Waters, who represents communities including Westchester, Hawthorne, Gardena and South Los Angeles in the 35th District, introduced House Resolution 628 August 4th, urging the President to take “immediate action” to boycott the Summer Olympics in China next year.
“The Olympics are extremely important in the world but nothing should trump genocide,” Waters said of her resolution. “People should have second thoughts about going to Beijing.”
The nonbinding resolution, introduced just before Congress left for its August recess, calls for the U.S. to boycott the Beijing Olympics unless the Chinese government publicly acknowledges and condemns the “atrocities taking place in Darfur.”
According to the resolution, the government of Sudan has been carrying out a campaign of genocide against the people of the Darfur region since 2003. Various reports indicate that more than 400,000 people have been killed and more than 2.5 million have been displaced in Darfur as a result of the genocide.
Waters’ resolution was referred to the House Committee on Foreign Affairs.
Barry Sanders, chairman of the Southern California Committee for the Olympic Games, countered that Olympic boycotts do not achieve a political purpose but just punish the athletes. He referred to the effect on athletes at the Moscow Olympics in 1980, which the U.S. boycotted after the Soviet Union invaded Afghanistan.

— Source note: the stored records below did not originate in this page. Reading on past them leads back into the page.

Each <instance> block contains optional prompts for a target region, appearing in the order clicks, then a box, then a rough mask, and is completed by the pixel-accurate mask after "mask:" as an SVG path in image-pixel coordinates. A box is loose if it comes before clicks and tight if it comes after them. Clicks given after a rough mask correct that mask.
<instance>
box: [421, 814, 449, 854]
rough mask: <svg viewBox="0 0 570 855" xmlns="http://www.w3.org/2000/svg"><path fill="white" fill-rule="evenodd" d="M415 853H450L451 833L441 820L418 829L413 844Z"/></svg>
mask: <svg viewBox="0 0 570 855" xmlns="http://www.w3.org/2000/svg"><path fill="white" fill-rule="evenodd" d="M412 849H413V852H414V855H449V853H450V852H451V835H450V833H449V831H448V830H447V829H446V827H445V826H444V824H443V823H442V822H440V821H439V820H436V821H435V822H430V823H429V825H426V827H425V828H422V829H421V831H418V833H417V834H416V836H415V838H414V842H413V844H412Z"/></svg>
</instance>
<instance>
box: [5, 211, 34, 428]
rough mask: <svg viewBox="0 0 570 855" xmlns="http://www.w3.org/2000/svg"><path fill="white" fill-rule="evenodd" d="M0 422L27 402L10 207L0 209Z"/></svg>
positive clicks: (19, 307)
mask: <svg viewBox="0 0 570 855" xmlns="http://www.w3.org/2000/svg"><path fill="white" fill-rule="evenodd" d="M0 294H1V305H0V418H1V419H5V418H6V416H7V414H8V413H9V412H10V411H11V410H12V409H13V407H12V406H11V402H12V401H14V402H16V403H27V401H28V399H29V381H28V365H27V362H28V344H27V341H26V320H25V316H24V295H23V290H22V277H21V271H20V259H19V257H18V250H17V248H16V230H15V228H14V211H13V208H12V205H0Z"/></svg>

“We think boycotts punish the athletes more than they punish any host city or country,” Sanders said. “It’s damaging to our athletes to tell them they can’t go to the Games. They’ve been training all their lives for it.”
While Sanders said the Committee for the Olympic Games opposes boycotts, he doesn’t expect the U.S. to follow through with the boycott.
In response to the impact a boycott would have on athletes training for the Olympics, Waters said sacrifices need to be made when it comes to stopping genocide.
“Sometimes we have to make sacrifices and this is what that’s all about,” Waters said.
The Democratic Congresswoman’s resolution came only a day after several House of Representatives Republicans, including South Bay Congressman Dana Rohrabacher, filed two resolutions also calling for an Olympic boycott next year.
Rohrabacher’s resolution also cites China’s longstanding ties with Sudan and the ongoing genocide in Darfur, but additionally refers to China’s involvement in other alleged human rights abuses within its own country and in Burma and North Korea.
The resolution compares the Beijing Olympics to the 1936 Olympics in Nazi-ruled Berlin, which showed that the integrity of the host country is “of the utmost importance so as not to stain the participating athletes or character of the Games.”
“The Olympics represent the noblest elements of humanity and the Chinese regime represents the opposite,” said Rohrabacher.
The resolution introduced by Waters cites several examples of China’s economic and military ties with Sudan, including purchasing 70 percent of the African country’s oil and exporting at least $24 million in arms and ammunition there.
Waters said she has strongly supported the House Resolution known as the Darfur Accountability and Divestment Act, which proposes to impose sanctions on the Government of Sudan and on corporations that continue to do business with the country.
China has been eagerly awaiting its chance to host the Summer Olympics and calling for a boycott of the games will send a powerful message to the world’s most populated country to change its ties with Sudan, the congresswoman said.
“This is something they don’t want to lose,” Waters said of China’s interest in the Olympics.
Asked why she believed calling for a boycott is a reasonable response to China’s relationship with Sudan, Waters said, “Nothing is more important than stopping genocide.”